L’omniprésence dans les médias d’événements liés au monde musulman a également joué un rôle. Selon le Centre d’études sur la sécurité de l’EPFZ, cette couverture a explosé après 2001. Idem après les attentats à Madrid et Londres. L’extrémisme islamiste occupe depuis lors, non plus seulement la Une de l’actualité internationale, mais il est devenu un sujet brûlant en Suisse aussi, pays placé comme d’autres sous une menace potentielle. Andreas Tunger-Zanetti interprète cette évolution ainsi: «Si je n’entends parler de l’Islam que lorsqu’une guerre éclate ou que des attaques terroristes surviennent, alors oui j’ai en effet le sentiment que le lien entre cette religion et le terrorisme est très fort.»

L’Islam comme instrument politique

Pour Hansjörg Schmid, directeur du Centre suisse Islam et Société (CSIS) de l’Université de Fribourg, la tendance aujourd’hui à l’œuvre est de traiter politiquement de l’Islam et des réfugiés de confession musulmane essentiellement sous l’angle de la question sécuritaire. Cette tendance, qui englobe l’ensemble des musulmans, induit dans cette communauté le sentiment qu’elle n’est pas la bienvenue dans notre société. Une expérience déstabilisante pour elle. «Alors que nombre de musulmans ont des expériences enrichissantes là où ils séjournent, ils se retrouvent souvent en décalage avec l’opinion publique». Un alarmisme qui fait le nid des agitateurs. «C’est le but des terroristes : creuser les fossés et les utiliser à leurs fins», avertit-il.  

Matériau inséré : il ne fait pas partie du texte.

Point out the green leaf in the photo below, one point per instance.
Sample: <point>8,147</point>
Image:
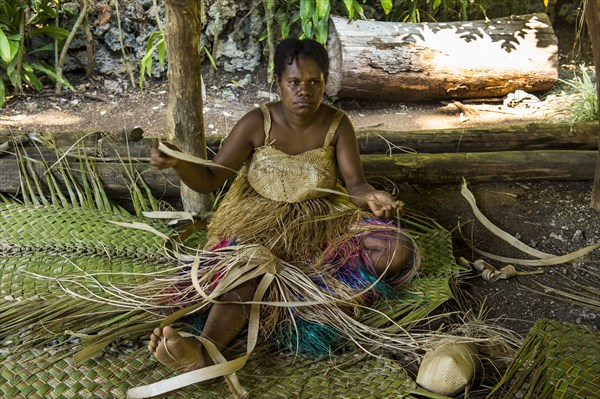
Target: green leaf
<point>349,8</point>
<point>321,31</point>
<point>13,75</point>
<point>358,9</point>
<point>323,7</point>
<point>5,48</point>
<point>210,57</point>
<point>162,53</point>
<point>387,6</point>
<point>2,94</point>
<point>33,80</point>
<point>54,32</point>
<point>46,47</point>
<point>307,9</point>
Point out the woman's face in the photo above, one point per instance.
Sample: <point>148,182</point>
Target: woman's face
<point>302,86</point>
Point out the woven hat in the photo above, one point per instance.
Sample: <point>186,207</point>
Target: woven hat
<point>449,368</point>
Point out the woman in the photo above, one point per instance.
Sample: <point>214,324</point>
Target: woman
<point>286,198</point>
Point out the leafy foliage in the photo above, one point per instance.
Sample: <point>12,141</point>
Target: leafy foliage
<point>585,108</point>
<point>21,63</point>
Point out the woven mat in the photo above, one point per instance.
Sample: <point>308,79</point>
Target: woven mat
<point>69,238</point>
<point>557,360</point>
<point>348,376</point>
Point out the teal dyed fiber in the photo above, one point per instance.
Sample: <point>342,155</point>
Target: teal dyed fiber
<point>310,338</point>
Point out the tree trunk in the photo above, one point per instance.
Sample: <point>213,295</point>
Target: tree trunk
<point>426,61</point>
<point>592,18</point>
<point>520,137</point>
<point>441,168</point>
<point>185,124</point>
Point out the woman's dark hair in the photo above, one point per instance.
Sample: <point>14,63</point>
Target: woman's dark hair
<point>289,49</point>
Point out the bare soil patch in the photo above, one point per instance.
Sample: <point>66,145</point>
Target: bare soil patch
<point>553,217</point>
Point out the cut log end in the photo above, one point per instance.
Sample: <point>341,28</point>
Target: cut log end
<point>428,61</point>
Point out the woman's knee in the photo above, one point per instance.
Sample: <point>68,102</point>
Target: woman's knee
<point>389,255</point>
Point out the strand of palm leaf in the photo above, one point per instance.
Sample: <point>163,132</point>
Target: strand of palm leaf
<point>543,259</point>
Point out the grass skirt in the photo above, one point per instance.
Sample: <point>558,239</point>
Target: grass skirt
<point>317,246</point>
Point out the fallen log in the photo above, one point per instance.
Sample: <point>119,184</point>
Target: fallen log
<point>426,61</point>
<point>520,137</point>
<point>443,168</point>
<point>531,136</point>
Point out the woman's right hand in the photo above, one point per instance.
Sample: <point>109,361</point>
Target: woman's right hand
<point>160,160</point>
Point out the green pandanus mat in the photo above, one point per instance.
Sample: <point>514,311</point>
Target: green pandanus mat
<point>62,269</point>
<point>556,361</point>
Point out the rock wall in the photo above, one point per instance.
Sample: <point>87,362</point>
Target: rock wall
<point>231,35</point>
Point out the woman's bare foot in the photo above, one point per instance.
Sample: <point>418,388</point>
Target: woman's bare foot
<point>176,352</point>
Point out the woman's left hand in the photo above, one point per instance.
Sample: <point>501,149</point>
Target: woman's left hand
<point>383,205</point>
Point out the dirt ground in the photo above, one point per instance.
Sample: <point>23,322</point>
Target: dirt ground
<point>553,217</point>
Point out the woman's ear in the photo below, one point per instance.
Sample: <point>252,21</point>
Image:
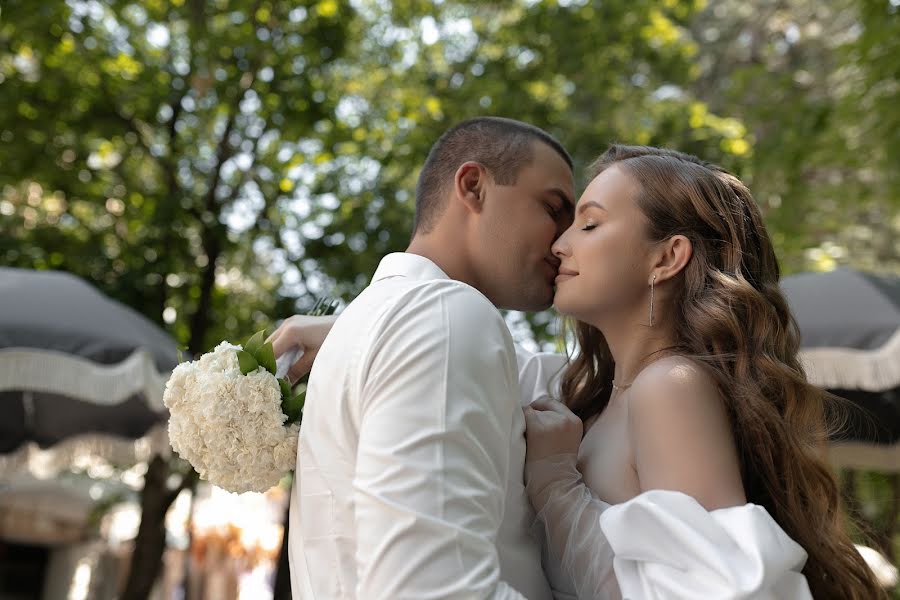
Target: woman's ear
<point>671,257</point>
<point>469,185</point>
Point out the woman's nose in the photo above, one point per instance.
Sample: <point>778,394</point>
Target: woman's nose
<point>560,248</point>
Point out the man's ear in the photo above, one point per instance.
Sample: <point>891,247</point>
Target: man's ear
<point>469,185</point>
<point>671,257</point>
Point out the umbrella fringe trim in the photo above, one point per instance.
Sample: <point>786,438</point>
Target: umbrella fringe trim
<point>849,369</point>
<point>30,369</point>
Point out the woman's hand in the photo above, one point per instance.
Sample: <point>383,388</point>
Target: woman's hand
<point>551,429</point>
<point>307,332</point>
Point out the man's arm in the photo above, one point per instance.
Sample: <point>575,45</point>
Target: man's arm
<point>438,399</point>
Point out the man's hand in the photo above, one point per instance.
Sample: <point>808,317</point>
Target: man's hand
<point>550,429</point>
<point>307,332</point>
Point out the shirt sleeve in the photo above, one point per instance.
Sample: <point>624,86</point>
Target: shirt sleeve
<point>539,374</point>
<point>438,391</point>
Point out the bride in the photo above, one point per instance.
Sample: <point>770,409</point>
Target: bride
<point>687,380</point>
<point>685,458</point>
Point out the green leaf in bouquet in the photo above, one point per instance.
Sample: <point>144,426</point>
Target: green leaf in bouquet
<point>246,361</point>
<point>265,356</point>
<point>285,388</point>
<point>255,342</point>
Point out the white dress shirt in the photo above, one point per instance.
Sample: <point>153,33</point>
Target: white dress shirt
<point>409,480</point>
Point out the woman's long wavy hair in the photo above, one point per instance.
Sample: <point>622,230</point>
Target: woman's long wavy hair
<point>730,315</point>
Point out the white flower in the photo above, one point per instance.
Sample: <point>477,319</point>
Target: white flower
<point>230,426</point>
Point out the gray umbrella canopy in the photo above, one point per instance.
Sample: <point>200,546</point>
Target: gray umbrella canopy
<point>850,337</point>
<point>74,362</point>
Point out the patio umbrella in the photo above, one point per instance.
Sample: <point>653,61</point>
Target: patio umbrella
<point>73,361</point>
<point>850,344</point>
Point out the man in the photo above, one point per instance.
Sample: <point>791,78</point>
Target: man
<point>411,454</point>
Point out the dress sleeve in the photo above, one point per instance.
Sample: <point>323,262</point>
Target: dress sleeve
<point>666,545</point>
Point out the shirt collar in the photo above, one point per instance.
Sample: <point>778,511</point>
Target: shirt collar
<point>405,264</point>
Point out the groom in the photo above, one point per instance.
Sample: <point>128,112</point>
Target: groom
<point>411,453</point>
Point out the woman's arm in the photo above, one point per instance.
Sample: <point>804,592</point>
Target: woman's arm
<point>568,512</point>
<point>304,331</point>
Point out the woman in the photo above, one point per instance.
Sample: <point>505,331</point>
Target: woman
<point>687,380</point>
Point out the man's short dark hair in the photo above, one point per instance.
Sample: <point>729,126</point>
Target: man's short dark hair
<point>502,146</point>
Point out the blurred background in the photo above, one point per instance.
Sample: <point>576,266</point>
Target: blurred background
<point>208,167</point>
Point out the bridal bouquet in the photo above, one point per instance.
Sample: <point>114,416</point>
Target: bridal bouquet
<point>232,418</point>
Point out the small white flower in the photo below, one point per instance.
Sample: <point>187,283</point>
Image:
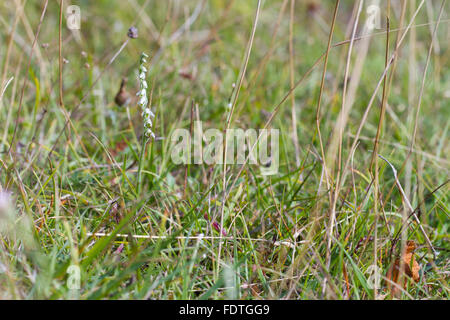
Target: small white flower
<point>147,114</point>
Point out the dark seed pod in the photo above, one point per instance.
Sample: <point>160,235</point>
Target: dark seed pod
<point>132,33</point>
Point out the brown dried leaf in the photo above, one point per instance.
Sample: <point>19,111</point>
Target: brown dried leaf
<point>407,266</point>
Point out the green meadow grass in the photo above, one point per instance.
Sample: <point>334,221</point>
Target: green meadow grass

Des études démontrent que la discrimination peut constituer un motif de radicalisation chez les djihadistes. Mais le risque existe aussi, selon Andreas Tunger-Zanetti, qu’une partie de cette population reste figée dans un rôle de victime. Et d’en faire une fixation au point d’en oublier le reste.

Guérir par le système scolaire suisse

Mais guérir de telles dérives n’est pas impossible en Suisse. Ce pays a en effet une longue tradition du dialogue, estime Hansjörg Schmid. Notamment au niveau local où nombre de problèmes se règlent facilement. Lui aussi est persuadé que le 11-Septembre a marqué un tournant dans la perception du monde musulman en Occident. Il y ajoute un bémol: «Beaucoup de musulmans se sont bien intégrés. En particulier les 2e et 3e générations qui ne pensent plus seulement en termes d’immigration et qui ont une vie participe en Suisse.» En raison notamment d’un système scolaire doté d’un fort pouvoir inclusif. Mais Hansjörg Schmid est aussi d’avis que les personnes issues de l’immigration devraient être davantage visibles dans l’espace public (sport, culture, politique). «Des possibilités d’identification essentielles», selon lui. Il souhaiterait en revanche que les débats médiatiques sur les religions s’apaisent un peu.  

Avec une quiétude enfin retrouvée, la sphère privée aurait également tout à y gagner, estime Andreas Tunger-Zanetti. «Si on écoutait mieux les préoccupations personnelles, l’étrange phénomène qui entoure la religion pourrait être mieux appréhendé». Pour tordre le cou aux discriminations, il recommande à l’avenir l’anonymat pour tout acte de candidature en vue d’une place d’apprentissage ou pour un emploi.